Home workers suffer as firms ignore risk assessments

Half of all employers may need to reassess their health and safety provision in order to ensure the wellbeing of staff working in hybrid environments.

That’s the suggestion from a study of health and safety professionals representing 447 companies from a technology platform for safer workplaces whose data revealed that only one in two firms are providing safety training for staff based partly at home.

Authors say that, against the context of a shifting societal attitude towards the workplace, and a sharp increase in hybrid working models, these figures highlight how businesses must act now to adequately protect workforces in a more fluid and remote office environment.

This means organisations will have to adapt their approach to accommodate for each individual. For most organisations this home-working and hybrid model will mean a comprehensive risk assessment.

But while nearly six out of ten firms are planning on carrying out new risk assessments for their hybrid team, there’s a substantial minority (43%) who don’t plan to do so.

Looking at how these assessments will be conducted, one in two will ask employees to fill out a risk-assessment form, while 37 per cent will continue to use their current approaches along with an in-office assessment.

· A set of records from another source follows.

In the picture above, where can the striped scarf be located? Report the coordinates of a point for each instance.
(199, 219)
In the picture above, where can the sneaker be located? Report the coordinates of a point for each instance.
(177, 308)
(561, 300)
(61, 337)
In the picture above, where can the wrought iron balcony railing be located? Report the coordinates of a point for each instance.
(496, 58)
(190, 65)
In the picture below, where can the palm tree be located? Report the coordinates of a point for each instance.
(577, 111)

A tiny minority (4%) will send health and safety professionals to their colleagues’ homes for an in-person review, and 3% will conduct online video assessments with managers or a H&S practitioner.

Employers need to remember that their duty of care for their people’s health, safety and wellbeing extends to the at-home part of their working lives

There are some gaps between the self-risk assessment provision and subsequent training. almost all companies are asking about workplace ergonomics (97%) in the risk assessment, but only 14% plan to provide training in correct posture and workstation set-up.

The research found that, when it came to risk assessment, 84 per cent highlighted stress – often from overwork or isolation. While approaching nine out of ten claim managing stress will be covered in the learning sessions, only one in 10 said their company training covers avoiding isolation specifically and just 2 per cent report that it will look at managing workload and scheduling breaks.

Positively, 85 per cent coach colleagues on remote communications. Common topics within the home risk assessment are electrical safety (81%), trip hazards (71%) and fire safety (71%) alongside heating and ventilation (61%).

Overall, the study suggested that hybrid working is here to stay, yet only one in three are very confident their organisation is fully prepared for the management challenges hybrid working demands. Twenty nine per cent of companies have already decided they’re reducing their office space provision, and 25 per cent have this option on the table. Just under half are keeping their office estate as it is.

Dr Catherine Jordan, Health & Safety Product Specialist for EcoOnline which commissioned the study said: “Employers need to remember that their duty of care for their people’s health, safety and wellbeing extends to the at-home part of their working lives.

“Managing the blend of home and office working requires planning and communication. Risk assessment is an important precursor to any new working arrangement, but it is only one consideration in the successful management of worker safety, health and wellbeing.”